Kovatok dolma (meat rolls with grape leaves)

Kovatok dolma is very rich in vitamin C because of grape's leaves. Kovatok dolma can be served as an appetizer or as a main dish. Moreover, it can be a very nice finger food. We also make palov with kovatok dolma. Use only very young and soft leaves as big ones will taste bitter.
300 gr of minced meat(usually lamb)
100 gr rice
1 finely chopped onion
3 tbsp butter
1 egg
Salt as taste
1 tsp of pepper, ground coriander, cumin seeds
Take as many grape leaves as your filling is used up
70ml of vegetable or olive oil
1 onion, chopped
2 bay leaves
Mix meat, onion, rice, egg, salt, spices and butter together. Wash the leaves very carefully, put on your work place. Put some meat in it and roll it tightly. Roll up all of your leaves in this way. Now put your deep pot on heat, pour oil and fry onions until golden.
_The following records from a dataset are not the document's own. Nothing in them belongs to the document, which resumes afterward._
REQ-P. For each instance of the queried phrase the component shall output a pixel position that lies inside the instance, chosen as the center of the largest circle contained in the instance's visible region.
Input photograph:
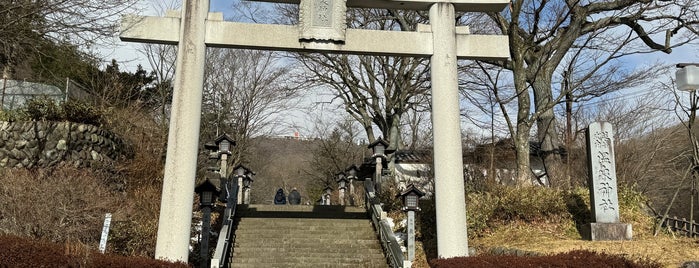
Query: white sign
(105, 231)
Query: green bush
(45, 109)
(12, 115)
(42, 108)
(502, 204)
(81, 112)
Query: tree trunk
(521, 142)
(547, 134)
(394, 134)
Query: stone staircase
(305, 236)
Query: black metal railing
(681, 226)
(383, 228)
(226, 238)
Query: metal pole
(240, 190)
(411, 235)
(342, 196)
(452, 238)
(377, 175)
(205, 229)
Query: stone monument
(604, 202)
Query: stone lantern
(327, 191)
(342, 186)
(240, 172)
(410, 198)
(379, 149)
(351, 172)
(207, 200)
(687, 76)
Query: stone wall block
(19, 145)
(61, 145)
(17, 154)
(47, 143)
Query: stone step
(303, 222)
(249, 241)
(308, 254)
(373, 264)
(305, 236)
(282, 211)
(301, 208)
(310, 261)
(369, 249)
(293, 232)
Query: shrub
(82, 112)
(20, 252)
(43, 108)
(12, 115)
(576, 258)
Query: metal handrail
(683, 226)
(389, 243)
(226, 238)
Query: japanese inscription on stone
(322, 20)
(602, 173)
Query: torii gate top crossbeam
(459, 5)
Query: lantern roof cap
(378, 141)
(352, 167)
(246, 169)
(206, 186)
(412, 189)
(224, 137)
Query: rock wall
(48, 143)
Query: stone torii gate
(322, 28)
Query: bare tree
(161, 59)
(246, 94)
(543, 34)
(26, 24)
(375, 90)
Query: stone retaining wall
(44, 144)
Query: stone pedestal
(607, 231)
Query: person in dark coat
(280, 198)
(294, 197)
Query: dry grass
(667, 250)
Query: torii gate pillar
(183, 137)
(450, 202)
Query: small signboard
(105, 231)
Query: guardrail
(378, 218)
(683, 226)
(226, 238)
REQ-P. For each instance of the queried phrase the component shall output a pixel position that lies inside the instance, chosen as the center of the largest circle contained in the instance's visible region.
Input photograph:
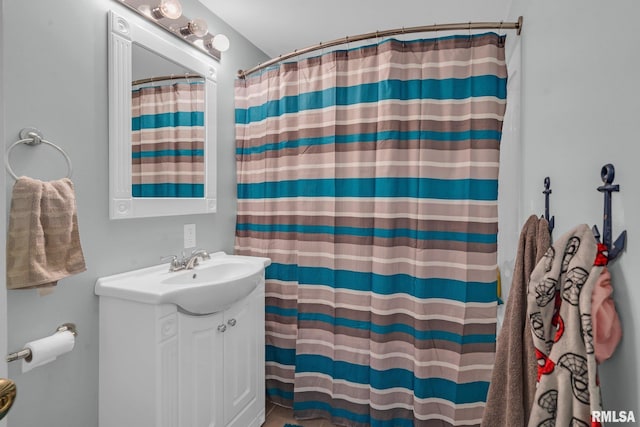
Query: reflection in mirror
(162, 109)
(167, 128)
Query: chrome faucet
(192, 260)
(187, 263)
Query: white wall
(55, 78)
(580, 110)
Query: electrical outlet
(189, 236)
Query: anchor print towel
(559, 310)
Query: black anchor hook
(607, 174)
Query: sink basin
(211, 286)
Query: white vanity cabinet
(161, 367)
(220, 382)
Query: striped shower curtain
(369, 177)
(168, 140)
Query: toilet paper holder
(25, 353)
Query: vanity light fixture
(171, 9)
(197, 27)
(167, 14)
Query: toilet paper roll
(46, 350)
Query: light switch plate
(189, 236)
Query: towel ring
(32, 136)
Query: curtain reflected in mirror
(168, 137)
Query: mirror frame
(124, 30)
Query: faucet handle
(202, 252)
(175, 263)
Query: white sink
(211, 286)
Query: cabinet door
(241, 360)
(201, 366)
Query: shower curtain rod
(163, 78)
(386, 33)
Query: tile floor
(277, 416)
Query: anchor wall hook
(607, 174)
(546, 192)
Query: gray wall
(55, 70)
(580, 111)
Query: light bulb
(197, 27)
(220, 42)
(171, 9)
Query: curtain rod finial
(520, 22)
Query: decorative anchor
(546, 192)
(607, 174)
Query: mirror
(162, 123)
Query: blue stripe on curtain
(424, 387)
(179, 118)
(426, 188)
(384, 90)
(426, 288)
(375, 232)
(395, 135)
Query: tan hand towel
(43, 244)
(513, 381)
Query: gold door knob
(7, 396)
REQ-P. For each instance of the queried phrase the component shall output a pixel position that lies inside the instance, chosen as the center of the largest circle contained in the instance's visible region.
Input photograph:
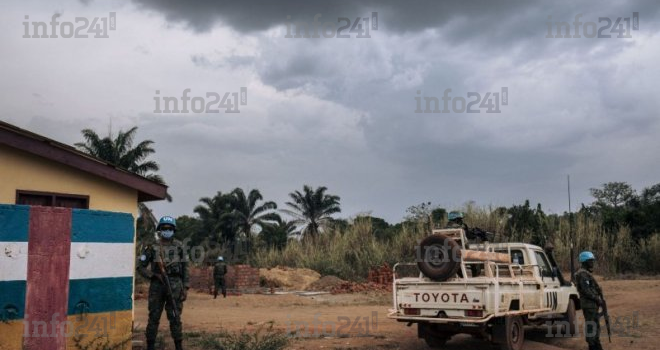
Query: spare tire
(439, 257)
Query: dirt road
(634, 309)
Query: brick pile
(242, 277)
(201, 279)
(380, 275)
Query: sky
(341, 112)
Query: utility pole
(570, 228)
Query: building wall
(20, 170)
(66, 278)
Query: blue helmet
(586, 255)
(454, 215)
(166, 220)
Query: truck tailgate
(447, 297)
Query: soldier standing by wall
(591, 298)
(169, 264)
(219, 272)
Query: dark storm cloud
(489, 21)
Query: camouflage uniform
(219, 272)
(590, 292)
(176, 266)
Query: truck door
(551, 284)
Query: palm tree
(216, 216)
(312, 209)
(120, 152)
(277, 234)
(247, 214)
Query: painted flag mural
(66, 278)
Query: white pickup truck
(489, 290)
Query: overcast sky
(340, 112)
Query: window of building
(47, 199)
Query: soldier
(456, 221)
(168, 255)
(591, 298)
(219, 272)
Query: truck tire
(514, 335)
(436, 342)
(440, 257)
(571, 328)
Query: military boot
(151, 344)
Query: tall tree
(248, 214)
(277, 234)
(312, 209)
(216, 216)
(121, 152)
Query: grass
(264, 337)
(350, 254)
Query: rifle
(606, 316)
(166, 280)
(477, 232)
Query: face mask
(167, 233)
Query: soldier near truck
(591, 297)
(518, 284)
(169, 281)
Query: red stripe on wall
(49, 246)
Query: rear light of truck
(411, 311)
(474, 313)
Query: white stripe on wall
(97, 260)
(13, 261)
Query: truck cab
(488, 290)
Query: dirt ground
(634, 308)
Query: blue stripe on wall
(12, 296)
(101, 227)
(100, 294)
(14, 223)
Place your Dolmas very tightly to each other. Pour some water enough to cover the dolmas for 2/3. Bring to boil, reduce the heat and cover the lid. Let it cook for 40 min. Put bay leaves 15 min before the meal is ready.
Serve and enjoy!
Yoqimli ishtaha:)


  1. Am I suppose to pre boil rice before stuffing it?

  2. No you don't have to. I never pre cook the rice for dolma:)

    1. Thank you so much. One last question sorry to pester you but do you prefer using long grain or medium grain rice

  3. Thank you so much this turned out so delicious. I have seen some recipes that say to parboil the rice. Wondering if that changes texturr or taste at all?